A second's pendulum is taken on the surface of moon where acceleration due to gravity is 1/6th of that of earth.Will the time period of pendulum remain same or increase or decrease?Give a reason.
take a look at the formula which gives the pendulum's period. It involves g, right?
Look what happens if you replace g by g/6
To determine whether the time period of a pendulum will remain the same, increase, or decrease on the surface of the moon, we need to understand the factors that influence the time period of a pendulum.
The time period of a pendulum is given by the formula:
T = 2π√(L/g)
Where T is the time period, L is the length of the pendulum, and g is the acceleration due to gravity.

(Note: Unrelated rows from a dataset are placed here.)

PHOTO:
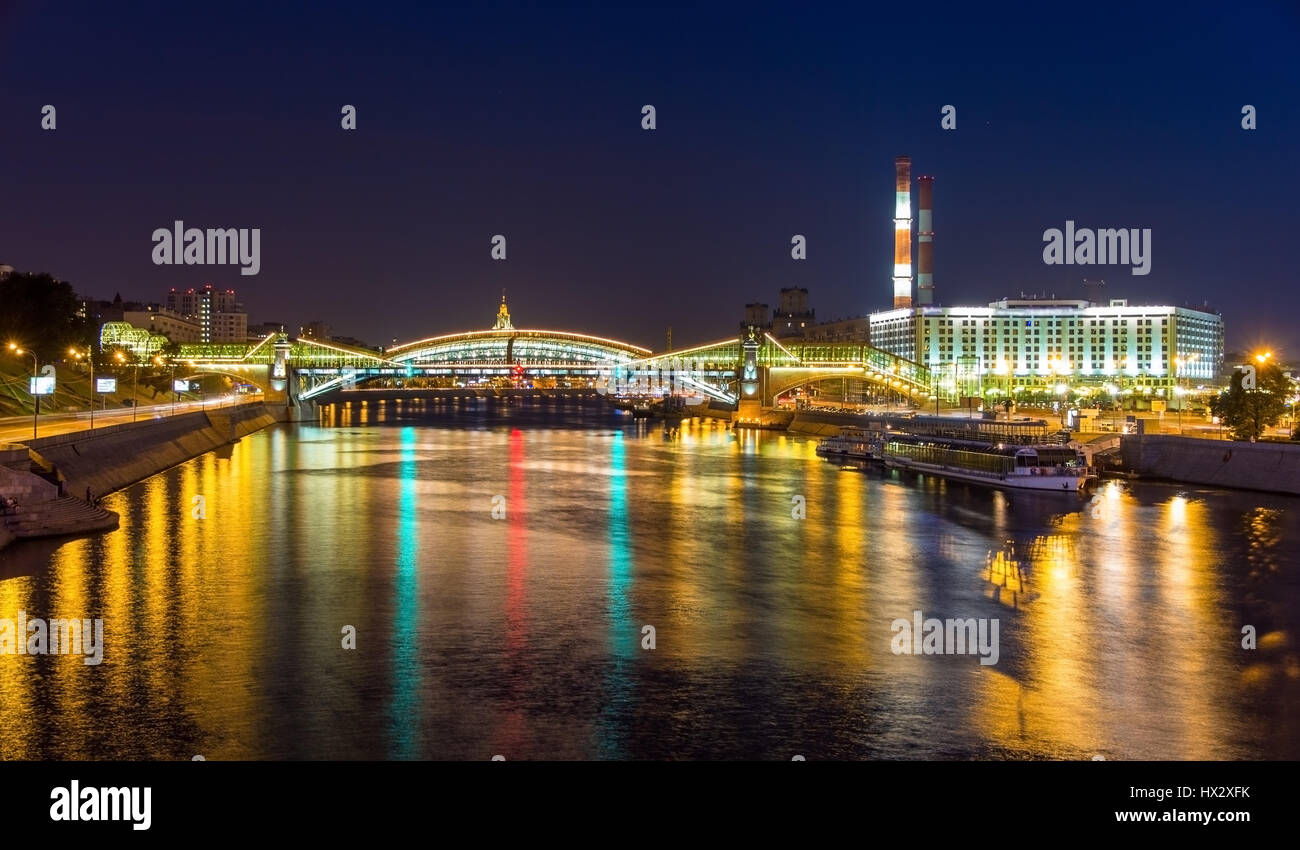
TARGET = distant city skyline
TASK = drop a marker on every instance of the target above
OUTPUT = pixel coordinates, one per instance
(385, 231)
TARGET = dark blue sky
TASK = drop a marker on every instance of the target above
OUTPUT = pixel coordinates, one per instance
(771, 121)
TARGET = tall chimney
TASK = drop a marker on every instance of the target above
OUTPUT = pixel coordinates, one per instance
(902, 231)
(926, 243)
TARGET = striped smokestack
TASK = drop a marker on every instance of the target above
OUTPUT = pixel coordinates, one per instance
(926, 243)
(902, 231)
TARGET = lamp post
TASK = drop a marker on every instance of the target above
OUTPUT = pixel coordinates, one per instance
(135, 382)
(90, 358)
(159, 361)
(35, 372)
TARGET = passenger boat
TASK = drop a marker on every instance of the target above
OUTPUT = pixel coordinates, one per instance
(857, 443)
(1019, 467)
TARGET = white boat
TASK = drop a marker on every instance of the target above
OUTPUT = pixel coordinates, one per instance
(1017, 467)
(854, 443)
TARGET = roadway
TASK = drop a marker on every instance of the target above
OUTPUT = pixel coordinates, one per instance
(17, 429)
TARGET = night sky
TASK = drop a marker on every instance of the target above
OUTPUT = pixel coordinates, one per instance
(771, 122)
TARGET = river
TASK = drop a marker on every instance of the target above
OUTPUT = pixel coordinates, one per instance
(501, 564)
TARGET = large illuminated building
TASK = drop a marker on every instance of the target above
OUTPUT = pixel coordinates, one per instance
(1039, 343)
(219, 316)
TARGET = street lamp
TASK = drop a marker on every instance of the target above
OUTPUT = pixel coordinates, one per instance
(90, 358)
(159, 360)
(35, 372)
(135, 382)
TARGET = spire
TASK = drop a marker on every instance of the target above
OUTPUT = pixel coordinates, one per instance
(502, 316)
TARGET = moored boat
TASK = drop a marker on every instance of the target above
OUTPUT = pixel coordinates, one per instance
(857, 443)
(1021, 467)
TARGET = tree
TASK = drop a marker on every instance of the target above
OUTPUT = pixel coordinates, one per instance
(40, 315)
(1248, 412)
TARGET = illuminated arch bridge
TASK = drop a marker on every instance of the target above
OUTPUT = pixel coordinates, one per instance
(312, 368)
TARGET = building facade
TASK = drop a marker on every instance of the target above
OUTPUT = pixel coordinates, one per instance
(160, 320)
(219, 315)
(1043, 343)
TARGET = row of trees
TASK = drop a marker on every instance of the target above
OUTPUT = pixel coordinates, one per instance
(40, 315)
(1248, 411)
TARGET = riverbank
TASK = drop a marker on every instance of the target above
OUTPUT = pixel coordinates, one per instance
(1265, 467)
(48, 476)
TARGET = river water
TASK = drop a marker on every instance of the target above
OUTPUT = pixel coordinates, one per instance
(499, 564)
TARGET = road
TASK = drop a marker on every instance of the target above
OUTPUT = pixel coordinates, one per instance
(17, 429)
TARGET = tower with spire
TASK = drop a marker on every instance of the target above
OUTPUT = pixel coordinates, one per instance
(502, 316)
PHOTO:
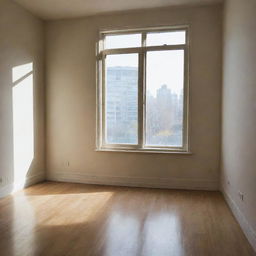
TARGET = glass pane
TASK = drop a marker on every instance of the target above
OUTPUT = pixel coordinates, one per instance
(168, 38)
(123, 41)
(122, 99)
(164, 98)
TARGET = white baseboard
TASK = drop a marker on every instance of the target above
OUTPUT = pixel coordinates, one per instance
(18, 185)
(246, 227)
(171, 183)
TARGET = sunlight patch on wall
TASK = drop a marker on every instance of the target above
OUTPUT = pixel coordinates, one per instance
(23, 121)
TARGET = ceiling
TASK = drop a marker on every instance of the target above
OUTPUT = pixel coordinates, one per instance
(59, 9)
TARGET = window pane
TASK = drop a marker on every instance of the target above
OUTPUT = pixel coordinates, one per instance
(122, 99)
(123, 41)
(164, 98)
(168, 38)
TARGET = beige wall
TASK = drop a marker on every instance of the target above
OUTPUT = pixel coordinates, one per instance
(21, 42)
(71, 103)
(239, 112)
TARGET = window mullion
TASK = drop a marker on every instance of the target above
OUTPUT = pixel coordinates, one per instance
(140, 100)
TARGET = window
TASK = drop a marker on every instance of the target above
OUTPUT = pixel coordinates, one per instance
(143, 90)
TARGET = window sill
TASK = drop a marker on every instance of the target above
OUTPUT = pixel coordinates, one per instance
(153, 151)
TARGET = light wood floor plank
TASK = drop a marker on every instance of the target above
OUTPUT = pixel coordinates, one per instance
(57, 219)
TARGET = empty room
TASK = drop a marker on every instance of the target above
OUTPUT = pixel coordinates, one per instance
(128, 128)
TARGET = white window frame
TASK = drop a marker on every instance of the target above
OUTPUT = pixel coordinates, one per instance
(141, 51)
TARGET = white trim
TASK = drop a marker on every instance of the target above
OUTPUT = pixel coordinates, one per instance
(151, 182)
(18, 185)
(141, 51)
(249, 232)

In this case, we are comparing the acceleration due to gravity on the surface of the moon (1/6th of that on Earth) to this pendulum known as a second's pendulum. A seconds pendulum is a pendulum with a length such that its time period is exactly two seconds.
Let's assume the length of the seconds pendulum is L.
On the surface of the moon, the acceleration due to gravity is 1/6th of that on Earth. So, g_moon = (1/6)g_earth.
Substituting these values into the time period formula for the moon, we have:
T_moon = 2π√(L/g_moon)
= 2π√(L/((1/6)g_earth))
= 2π√(6L/g_earth)
Now, let's compare this with the time period of the seconds pendulum on Earth:
T_earth = 2π√(L/g_earth)
Comparing these two equations, we can see that T_moon = √6 * T_earth.
So, the time period of the seconds pendulum on the surface of the moon will increase compared to that on Earth. It will be approximately √6 times longer.
Therefore, the answer is that the time period of the pendulum will increase on the surface of the moon due to the lower acceleration due to gravity.